Une filière de démantèlement de bateaux a vu le jour à Brest après l'échouement du TK Bremen en 2011. Mais certains pays de l'UE ne jouent pas le jeu et changent le pavillon de leurs navires en fin de vie pour pouvoir les faire déconstruire en Asie à bas-coûts.
Dans le port de Brest, au 5e quai Est, l'activité bat son plein. Deux anciens cargos, le Karl et l'Antigone Z, vont être déconstruits au chantier Navaleo du groupe Les Recycleurs bretons, témoignant d'une filière en plein essor.
Une filière née à Brest après l'échouement du TK Bremen
L'énorme pince rouge montée au sommet d'une longue pelle articulée saisit inlassablement la ferraille, la cisaille puis l'arrache. En quelques jours, il ne reste plus qu'un tas de débris des deux anciens navires frigorifiques de 600 tonnes.
Avant cela, ils ont été nettoyés de leurs liquides, hydrocarbures, huiles et gaz dangereux, puis désamiantés. Les cales, la laine de verre et les plaques de bois et de métal ont également été retirés.
La ferraille, ramassée dans la forme de radoub à l'aide de pelles aimantées, rejoint ensuite des fonderies européennes et françaises, notamment ArcelorMittal à Dunkerque.
La filière est née à Brest avec la déconstruction du TK Bremen, un cargo maltais qui s'était échoué sur une plage du Morbihan en 2011. "Depuis, elle se développe", assure à l'AFP Olivier Lebosquain, directeur du chantier qui emploie une quarantaine de personnes.
En 2020 et 2021, il a notamment déconstruit les trois derniers sous-marins diesel de la Marine nationale. Après le Karl et l'Antigone Z, il démantèlera le pétrolier brise-glace russe Varzuga, de 165 mètres de long et 6 600 tonnes. Ce sera le plus gros navire de commerce jamais déconstruit en France.
Doté d'installations classées pour la protection de l'environnement, le chantier brestois est le seul de la façade Atlantique habilité à déconstruire les navires à fort tonnage.
D'une superficie de 15 000 m2, il est inscrit depuis 2016 sur la Liste européenne des installations agréés de recyclage de navires qui en recense une trentaine dans l'Union européenne et douze autres en Grande-Bretagne, en Turquie et aux États-Unis.
"Nous venons de déconstruire deux bateaux et nous avons un plan de charge qui est encore important", se félicite Pierre Rolland, président de Navaleo.
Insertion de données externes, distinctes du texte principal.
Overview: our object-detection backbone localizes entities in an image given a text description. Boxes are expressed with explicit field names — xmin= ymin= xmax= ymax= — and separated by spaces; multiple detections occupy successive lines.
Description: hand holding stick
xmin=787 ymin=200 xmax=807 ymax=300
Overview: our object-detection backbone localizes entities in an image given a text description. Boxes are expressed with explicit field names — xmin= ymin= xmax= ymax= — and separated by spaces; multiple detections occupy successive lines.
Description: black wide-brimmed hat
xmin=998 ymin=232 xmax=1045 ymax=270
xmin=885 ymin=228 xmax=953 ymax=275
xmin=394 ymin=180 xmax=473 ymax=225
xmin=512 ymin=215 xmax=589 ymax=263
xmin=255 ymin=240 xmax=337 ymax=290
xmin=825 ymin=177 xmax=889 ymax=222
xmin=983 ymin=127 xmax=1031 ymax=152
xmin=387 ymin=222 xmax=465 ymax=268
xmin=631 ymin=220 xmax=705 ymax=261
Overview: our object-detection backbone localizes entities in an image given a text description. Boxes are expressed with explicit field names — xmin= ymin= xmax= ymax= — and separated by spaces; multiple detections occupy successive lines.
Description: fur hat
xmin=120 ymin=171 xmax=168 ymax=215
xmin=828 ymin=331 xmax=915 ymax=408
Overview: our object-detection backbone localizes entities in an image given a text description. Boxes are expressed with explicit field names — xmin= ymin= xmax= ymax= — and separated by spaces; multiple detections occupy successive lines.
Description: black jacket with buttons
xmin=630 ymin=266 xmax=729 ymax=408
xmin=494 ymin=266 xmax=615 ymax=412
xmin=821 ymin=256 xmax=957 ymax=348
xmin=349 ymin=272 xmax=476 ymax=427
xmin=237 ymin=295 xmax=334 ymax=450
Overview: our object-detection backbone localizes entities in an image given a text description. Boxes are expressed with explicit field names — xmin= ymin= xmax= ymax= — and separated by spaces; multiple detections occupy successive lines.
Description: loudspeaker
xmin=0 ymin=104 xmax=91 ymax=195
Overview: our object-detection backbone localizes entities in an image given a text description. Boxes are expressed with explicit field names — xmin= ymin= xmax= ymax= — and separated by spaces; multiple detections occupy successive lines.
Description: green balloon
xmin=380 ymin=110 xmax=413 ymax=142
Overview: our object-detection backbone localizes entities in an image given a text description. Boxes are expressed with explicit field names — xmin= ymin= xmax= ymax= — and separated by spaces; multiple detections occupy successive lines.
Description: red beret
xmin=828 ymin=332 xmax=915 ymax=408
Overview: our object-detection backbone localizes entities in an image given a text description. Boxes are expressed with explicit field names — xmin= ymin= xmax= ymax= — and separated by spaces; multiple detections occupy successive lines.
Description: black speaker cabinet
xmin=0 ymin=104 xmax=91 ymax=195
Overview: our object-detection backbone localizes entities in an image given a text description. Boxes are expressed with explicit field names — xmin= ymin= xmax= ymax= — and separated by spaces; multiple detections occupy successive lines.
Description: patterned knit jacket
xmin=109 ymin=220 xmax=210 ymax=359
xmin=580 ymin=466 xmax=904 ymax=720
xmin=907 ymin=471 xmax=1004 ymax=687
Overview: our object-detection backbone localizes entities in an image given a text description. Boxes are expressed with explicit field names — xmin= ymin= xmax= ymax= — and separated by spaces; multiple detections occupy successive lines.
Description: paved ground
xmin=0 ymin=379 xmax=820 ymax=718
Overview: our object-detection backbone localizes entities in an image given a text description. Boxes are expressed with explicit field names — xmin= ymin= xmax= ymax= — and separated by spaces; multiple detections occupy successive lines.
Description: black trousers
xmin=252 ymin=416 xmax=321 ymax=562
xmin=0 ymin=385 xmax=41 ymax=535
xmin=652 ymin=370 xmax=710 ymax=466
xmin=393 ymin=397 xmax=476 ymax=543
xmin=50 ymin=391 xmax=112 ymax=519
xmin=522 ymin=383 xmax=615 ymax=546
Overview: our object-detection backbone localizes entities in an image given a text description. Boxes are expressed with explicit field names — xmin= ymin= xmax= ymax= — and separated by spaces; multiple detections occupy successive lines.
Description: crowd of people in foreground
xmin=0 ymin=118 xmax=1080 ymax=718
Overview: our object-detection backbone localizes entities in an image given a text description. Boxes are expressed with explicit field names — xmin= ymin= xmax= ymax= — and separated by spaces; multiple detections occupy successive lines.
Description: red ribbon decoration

Le chantier prévoit la création de 10 à 15 emplois par an au cours des prochaines années.
En 2021, l'entreprise a exporté depuis Brest quelque 30 000 tonnes d'acier provenant d'opération de démantèlement de navires militaires ou "ventouses", ces bateaux en piètre état abandonnés dans les ports par des armateurs peu scrupuleux.
Eviter des démantèlements en Asie
"On peut imaginer que ces bateaux seraient partis en Asie principalement, on peut donc se réjouir que la filière de déconstruction navale à Brest se développe", souligne M. Lebosquain.
Depuis 2019, une réglementation européenne impose la déconstruction des bateaux battant pavillon européen dans un chantier agréée par l'Union européenne.
"Les choses avancent, mais il va falloir travailler concrètement avec un certain nombre d'États de l'Union européenne assez peu regardants", note cependant l'eurodéputé breton Pierre Karleskind lors d'une visite du chantier.
Des états peu scrupuleux dans l'Union Européenne
Certains États-membres contournent en effet la réglementation en changeant le pavillon de leurs navires en fin de vie afin de les faire déconstruire dans des chantiers qui proposent des prix attractifs au détriment des règlementations sociales, sanitaires et environnementales.
Au cours du premier trimestre 2022, 129 navires de charge ont été déconstruits dans le monde, relève le dernier bulletin "A la casse" de l'association écologiste. Seuls quatre l'ont été dans des chantiers agréés par l'Union européenne.
Des changements de pavillon pour pouvoir démanteler en Asie
"Les autres navires sont partis ou en partance au Bangladesh, en Inde, au Pakistan ou en Turquie", le plus souvent sur des plages aménagées, précise à l'AFP l'association.
Sur ces 129 navires, 43 ont changé de pavillon pour adopter celui d'États comme Saint-Kitts-et-Nevis, les Comores ou les Palaos afin d'échapper à la réglementation européenne, regrette Robin des Bois.
Navaleo assure cependant être de plus en plus approché par des armateurs français et européens ne souhaitant pas ou plus "dépavillonner" leurs bateaux.
"Ces armateurs nous questionnent très régulièrement et on a des projets en cours qu'on espère voir aboutir en 2023 et 2024", s'enthousiasme Pierre Rolland.